Treehouse Riots

“Fuck if I know. Maybe it’s Spanish. Maybe it’s from way back when language first come around. Easiest way to separate your shit. You the nigger. That’s your shit over there. I’m not the nigger, this is my shit here. You feel me? I know they called us that when we was slaves. Not me. My people–blacks. NEgroes. When we was slaves they called us niggers. So maybe it’s like callin’ someone a slave. Your mom called me a nigger back there. I don’t know if that was the slave in her or the slave master. The white or the black. I don’t know how you use the word if you’re both. Seems like it’d tear you in two, straight down to your soul. In the end they just words. Words don’t make a car run. Words don’t build no mountains or make no trees. Words don’t make God or love or adventure.” He took the last drag of his cigarette and flung it to the ground. “Words just words.”

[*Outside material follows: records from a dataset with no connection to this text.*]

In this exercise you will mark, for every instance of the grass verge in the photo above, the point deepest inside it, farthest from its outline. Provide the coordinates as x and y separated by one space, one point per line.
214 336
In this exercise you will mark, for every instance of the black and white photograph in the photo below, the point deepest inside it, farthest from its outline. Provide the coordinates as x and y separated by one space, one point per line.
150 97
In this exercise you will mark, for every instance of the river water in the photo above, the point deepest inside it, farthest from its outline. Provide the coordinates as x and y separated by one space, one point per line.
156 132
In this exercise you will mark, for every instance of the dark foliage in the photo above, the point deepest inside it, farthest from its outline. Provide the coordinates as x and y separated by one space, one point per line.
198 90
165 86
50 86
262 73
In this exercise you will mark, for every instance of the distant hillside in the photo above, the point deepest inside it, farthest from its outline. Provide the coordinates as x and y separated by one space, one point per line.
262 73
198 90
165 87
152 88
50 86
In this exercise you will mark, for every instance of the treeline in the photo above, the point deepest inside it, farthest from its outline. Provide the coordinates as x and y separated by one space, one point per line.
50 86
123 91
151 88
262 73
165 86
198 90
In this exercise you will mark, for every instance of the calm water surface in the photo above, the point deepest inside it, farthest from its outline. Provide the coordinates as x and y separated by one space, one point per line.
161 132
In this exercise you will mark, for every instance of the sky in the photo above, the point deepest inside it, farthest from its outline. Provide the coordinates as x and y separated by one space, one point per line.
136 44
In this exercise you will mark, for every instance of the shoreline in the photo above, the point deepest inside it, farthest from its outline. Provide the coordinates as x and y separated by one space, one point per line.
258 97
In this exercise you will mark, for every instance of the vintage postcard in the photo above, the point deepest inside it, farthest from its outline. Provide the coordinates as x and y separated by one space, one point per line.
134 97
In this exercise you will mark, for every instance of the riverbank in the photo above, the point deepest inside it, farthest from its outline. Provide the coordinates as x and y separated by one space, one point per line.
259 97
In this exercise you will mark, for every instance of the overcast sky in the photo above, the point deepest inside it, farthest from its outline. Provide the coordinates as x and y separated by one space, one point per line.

“They stayed up all night. The wind never let up. You can’t sleep in a wind storm. If you’re in a valley or a canyon or someplace with lots of trees it’s even worse. You hear the wind. You hear it but you don’t always feel it. You’ll look up to the sky and the trees’ll be so far tipped over they look like a boxer hanging on the ropes. It’s amazing. And the wind rolls down the canyon so loud it sounds like an avalanche and your brain, your brain tells you it’s an avalanche and it makes you feel the fear. That fear of being alone at night. It’s coming. Danger. You’re going to get hit. But the wind only comes often enough to remind you that it’s there. That you’re a man and not much more. Dust that the earth can, like, flick off its shoulder when it’s done with you.”


“Shit, I hope they burn the whole city down.”